If there is a specific and real issue, then, yes, it needs to be dealt with, but it is not fair to just look at hard numbers and start with the conspiracy theories.

Based on the unusual circumstances that President Bush has had to deal with (9-11, War on Terror), unless there is a specific and real concern, I would suggest that we all start acting like Americans (as though we have a common interest - WHICH WE DO) and keep our eye on the ball (which is winning what is fast becoming WW III).

Posted by: Jim Mowen at July 28, 2006 07:55 AM

jcb, I guess I should have kept my first try at this a little less verbose.

From what I read in the report, signing statements can be used a few different ways, so judging GWB on numbers along isn't fair without considering the content.

I like GHWB, so this won't describe any opinion I have, but numbers-wise it's interesting to note that Presidents Bush account for 1052 of 1600 signing statements.

Just about every president in modern history used them, but only a handful were used to defy the content of laws produced by Congress before GWB.

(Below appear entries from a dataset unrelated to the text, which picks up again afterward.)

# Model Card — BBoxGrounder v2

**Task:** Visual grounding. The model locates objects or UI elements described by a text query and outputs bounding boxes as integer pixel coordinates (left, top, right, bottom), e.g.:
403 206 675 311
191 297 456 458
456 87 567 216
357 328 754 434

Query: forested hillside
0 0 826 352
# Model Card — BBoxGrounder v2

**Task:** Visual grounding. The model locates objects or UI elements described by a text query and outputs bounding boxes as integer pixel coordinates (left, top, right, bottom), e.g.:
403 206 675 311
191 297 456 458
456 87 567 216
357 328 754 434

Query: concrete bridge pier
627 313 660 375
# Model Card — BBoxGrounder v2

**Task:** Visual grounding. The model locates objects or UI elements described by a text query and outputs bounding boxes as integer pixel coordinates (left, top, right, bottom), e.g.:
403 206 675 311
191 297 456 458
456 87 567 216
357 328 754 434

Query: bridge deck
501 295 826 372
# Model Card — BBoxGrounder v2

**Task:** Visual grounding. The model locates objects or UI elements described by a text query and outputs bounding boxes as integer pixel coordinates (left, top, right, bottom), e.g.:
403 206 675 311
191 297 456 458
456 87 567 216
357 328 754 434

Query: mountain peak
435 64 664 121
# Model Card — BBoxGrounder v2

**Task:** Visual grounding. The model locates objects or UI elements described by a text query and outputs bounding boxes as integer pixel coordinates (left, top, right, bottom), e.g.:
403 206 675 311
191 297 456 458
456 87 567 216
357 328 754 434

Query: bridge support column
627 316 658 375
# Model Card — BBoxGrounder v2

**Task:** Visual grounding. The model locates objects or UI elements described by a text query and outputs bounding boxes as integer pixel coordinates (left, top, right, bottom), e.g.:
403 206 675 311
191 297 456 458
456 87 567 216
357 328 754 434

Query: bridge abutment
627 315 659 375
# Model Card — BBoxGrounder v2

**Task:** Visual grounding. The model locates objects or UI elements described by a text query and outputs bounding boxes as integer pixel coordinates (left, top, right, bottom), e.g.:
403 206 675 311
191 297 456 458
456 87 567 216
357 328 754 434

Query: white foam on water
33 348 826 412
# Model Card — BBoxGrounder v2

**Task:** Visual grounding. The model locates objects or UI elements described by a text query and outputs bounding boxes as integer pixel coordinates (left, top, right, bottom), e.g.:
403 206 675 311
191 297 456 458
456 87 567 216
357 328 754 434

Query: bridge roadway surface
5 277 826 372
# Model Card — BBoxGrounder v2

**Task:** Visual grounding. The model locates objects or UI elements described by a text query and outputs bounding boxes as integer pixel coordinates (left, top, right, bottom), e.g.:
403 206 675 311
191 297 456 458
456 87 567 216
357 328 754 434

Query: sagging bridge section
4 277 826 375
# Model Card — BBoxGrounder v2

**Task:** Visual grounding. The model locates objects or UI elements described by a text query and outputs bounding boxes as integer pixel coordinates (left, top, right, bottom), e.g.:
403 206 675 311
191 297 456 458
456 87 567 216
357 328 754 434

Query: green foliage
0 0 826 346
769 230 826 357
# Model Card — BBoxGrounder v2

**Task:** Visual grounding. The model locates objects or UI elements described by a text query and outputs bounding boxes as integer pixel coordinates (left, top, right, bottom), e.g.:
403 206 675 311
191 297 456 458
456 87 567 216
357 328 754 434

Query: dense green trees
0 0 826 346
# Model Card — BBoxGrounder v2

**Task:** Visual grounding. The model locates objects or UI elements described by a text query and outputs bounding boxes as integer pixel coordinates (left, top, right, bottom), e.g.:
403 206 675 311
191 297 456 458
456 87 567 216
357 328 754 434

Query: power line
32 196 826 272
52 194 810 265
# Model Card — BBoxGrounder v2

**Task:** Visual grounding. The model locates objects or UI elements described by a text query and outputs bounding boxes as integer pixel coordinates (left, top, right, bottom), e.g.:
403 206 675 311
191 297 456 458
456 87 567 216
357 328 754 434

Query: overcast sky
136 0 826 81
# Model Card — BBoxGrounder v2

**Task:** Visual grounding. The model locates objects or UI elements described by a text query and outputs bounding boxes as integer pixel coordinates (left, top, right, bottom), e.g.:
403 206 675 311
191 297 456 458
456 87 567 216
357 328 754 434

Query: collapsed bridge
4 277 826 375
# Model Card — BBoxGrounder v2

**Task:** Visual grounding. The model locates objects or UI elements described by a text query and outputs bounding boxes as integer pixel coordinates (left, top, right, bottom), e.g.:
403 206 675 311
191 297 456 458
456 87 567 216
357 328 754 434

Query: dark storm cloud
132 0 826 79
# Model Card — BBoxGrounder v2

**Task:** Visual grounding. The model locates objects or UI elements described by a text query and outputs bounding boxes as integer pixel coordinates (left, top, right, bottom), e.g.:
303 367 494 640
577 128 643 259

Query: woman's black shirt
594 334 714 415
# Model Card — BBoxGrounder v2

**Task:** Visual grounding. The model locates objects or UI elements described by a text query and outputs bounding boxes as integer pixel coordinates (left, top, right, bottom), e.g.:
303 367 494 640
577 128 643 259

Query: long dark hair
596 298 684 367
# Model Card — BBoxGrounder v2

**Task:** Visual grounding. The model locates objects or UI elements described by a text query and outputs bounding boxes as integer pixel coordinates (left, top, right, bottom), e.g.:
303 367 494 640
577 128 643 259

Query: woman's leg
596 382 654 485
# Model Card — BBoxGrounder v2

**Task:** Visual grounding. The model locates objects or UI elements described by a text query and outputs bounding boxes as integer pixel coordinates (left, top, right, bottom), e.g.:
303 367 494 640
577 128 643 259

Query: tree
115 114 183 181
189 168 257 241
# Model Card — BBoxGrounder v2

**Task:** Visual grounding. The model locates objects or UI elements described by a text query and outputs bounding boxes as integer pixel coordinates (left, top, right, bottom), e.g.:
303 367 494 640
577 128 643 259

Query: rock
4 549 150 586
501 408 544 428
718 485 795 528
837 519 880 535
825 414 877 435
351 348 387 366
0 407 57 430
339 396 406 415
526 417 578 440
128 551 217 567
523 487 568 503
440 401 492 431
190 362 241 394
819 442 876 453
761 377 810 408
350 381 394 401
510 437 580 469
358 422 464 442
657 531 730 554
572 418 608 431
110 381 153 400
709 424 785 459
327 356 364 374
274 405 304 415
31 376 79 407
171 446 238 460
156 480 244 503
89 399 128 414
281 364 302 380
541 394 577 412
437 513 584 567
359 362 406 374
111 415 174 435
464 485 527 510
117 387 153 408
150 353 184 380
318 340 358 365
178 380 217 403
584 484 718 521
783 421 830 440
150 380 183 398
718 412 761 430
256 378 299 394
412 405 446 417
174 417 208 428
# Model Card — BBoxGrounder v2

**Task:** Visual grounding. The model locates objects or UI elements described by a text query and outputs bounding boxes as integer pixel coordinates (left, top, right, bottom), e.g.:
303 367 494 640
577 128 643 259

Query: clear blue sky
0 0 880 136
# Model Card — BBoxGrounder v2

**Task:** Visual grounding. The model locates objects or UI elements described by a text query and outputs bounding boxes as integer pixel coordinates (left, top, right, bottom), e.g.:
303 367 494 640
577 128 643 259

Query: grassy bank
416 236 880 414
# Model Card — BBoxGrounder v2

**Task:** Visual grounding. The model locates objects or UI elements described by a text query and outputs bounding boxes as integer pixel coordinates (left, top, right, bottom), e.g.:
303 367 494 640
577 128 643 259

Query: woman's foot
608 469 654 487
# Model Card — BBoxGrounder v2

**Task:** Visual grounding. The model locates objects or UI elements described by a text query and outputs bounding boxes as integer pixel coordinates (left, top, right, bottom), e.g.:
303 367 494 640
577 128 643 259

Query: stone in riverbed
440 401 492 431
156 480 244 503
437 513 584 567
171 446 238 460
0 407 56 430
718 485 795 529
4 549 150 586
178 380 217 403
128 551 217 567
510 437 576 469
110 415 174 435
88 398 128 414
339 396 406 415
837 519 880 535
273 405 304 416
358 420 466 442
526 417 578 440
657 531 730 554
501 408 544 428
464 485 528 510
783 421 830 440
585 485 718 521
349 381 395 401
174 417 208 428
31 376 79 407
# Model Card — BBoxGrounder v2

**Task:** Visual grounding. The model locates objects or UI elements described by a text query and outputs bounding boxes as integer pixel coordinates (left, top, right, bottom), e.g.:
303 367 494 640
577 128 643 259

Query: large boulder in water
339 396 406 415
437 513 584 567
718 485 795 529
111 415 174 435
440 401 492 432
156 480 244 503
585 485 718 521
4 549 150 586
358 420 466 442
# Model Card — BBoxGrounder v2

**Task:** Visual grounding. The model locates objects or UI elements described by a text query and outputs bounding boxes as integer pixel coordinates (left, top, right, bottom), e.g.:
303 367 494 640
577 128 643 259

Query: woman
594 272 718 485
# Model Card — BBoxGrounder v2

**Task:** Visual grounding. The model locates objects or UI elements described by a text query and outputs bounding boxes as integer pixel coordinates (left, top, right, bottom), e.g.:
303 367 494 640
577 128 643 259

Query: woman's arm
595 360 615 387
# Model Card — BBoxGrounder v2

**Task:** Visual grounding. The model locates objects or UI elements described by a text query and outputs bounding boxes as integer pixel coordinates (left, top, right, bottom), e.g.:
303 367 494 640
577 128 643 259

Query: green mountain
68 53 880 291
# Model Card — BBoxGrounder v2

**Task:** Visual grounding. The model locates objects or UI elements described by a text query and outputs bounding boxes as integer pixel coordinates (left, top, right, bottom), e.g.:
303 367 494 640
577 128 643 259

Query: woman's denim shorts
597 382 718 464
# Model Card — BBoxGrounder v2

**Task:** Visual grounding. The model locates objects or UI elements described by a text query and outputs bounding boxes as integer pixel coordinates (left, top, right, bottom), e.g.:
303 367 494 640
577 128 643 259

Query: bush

I think if there was another vehicle to allow the Executive to disagree with a law before its signed and "influence" its modification (similar to a line item veto) before it reaches the President's desk, we'd have a better set of laws to agree on and execute without the need to challenge evey law or every action (or inaction) in its execution.

Posted by: Huck Finn at August 1, 2006 07:37 PM

Huck -- Anything in the neighorhood of a line item veto will be a tough sell. Line item veto would give the president the last word on every deal cut in Congress -- ie., the delicately balanced pork handouts.

Illinois gives its gov a line item veto, but three-fifths majority in legislature can restore whatever gov cut.

Even with that condition, Congress is gonna be real reluctant to go there.

(BTW -- first try????)

Posted by: jcb at August 1, 2006 11:07 PM

On the first try I must have deleted instead of submitted the A+ version instead of posting to you. Next time I write a novel, I'll use word then cut/paste....

With the "line item veto," the House passed H.R. 4890 on 22 June, which is being called "line item veto lite."

What I don't like about it is that it still singles out certain provisions and allows the president to avoid executing a provision for 45 days.

I'd rather see a process where the president can voice his concern about certain provisions within a law and give Congress the opportunity to recind/modify those provisions before a decision to sign or veto the bill in its entirety is made.

Posted by: Huck Finn at August 2, 2006 08:48 AM

Huck -- I followed your link, and went on to read the text of the bill that passed the House. Yi, yi yi.

You could keep an entire corps of Philadelphia lawyers arguing forever about what that document means. It's about 10 times as long as the entire Constitution, including amendments, and all in order to alter he provisions of one simple, straightforward paragraph.

I'm really skeptical that bill is a solution of any real utility, even if its goal is admirable.

Posted by: jcb at August 2, 2006 11:05 PM

I don't understand it either; and I'm really not making any attempt to endorse that paper tiger as the answer but rather to note that it is interesting that the concept is still alive and kicking in Congress. Heck, it at least made it to a vote and passed.

Really, what I'd like to see is a something that let's the President ask Congress:

1) "Before I decide to sign or veto, is that really what you wanted to say about building a NAFTA super highway through Illinois. If you take that project out, I'll sign it into law before close of business." or;
2) "I think this Patriot Act requirement for me to report to you is unconstitutional. I like the rest of it, but I'd blow that requirement off if this becomes law."

It simply adds a formalized feedback loop between the White House and the Hill. In effect, it would force the President to document his concerns with a law BEFORE it is signed or vetoed, so that once it's signed, he has no excuse to fail to execute.

I'm sure much of this happens now verbally and behind closed doors. This would just force a transparency on both branches.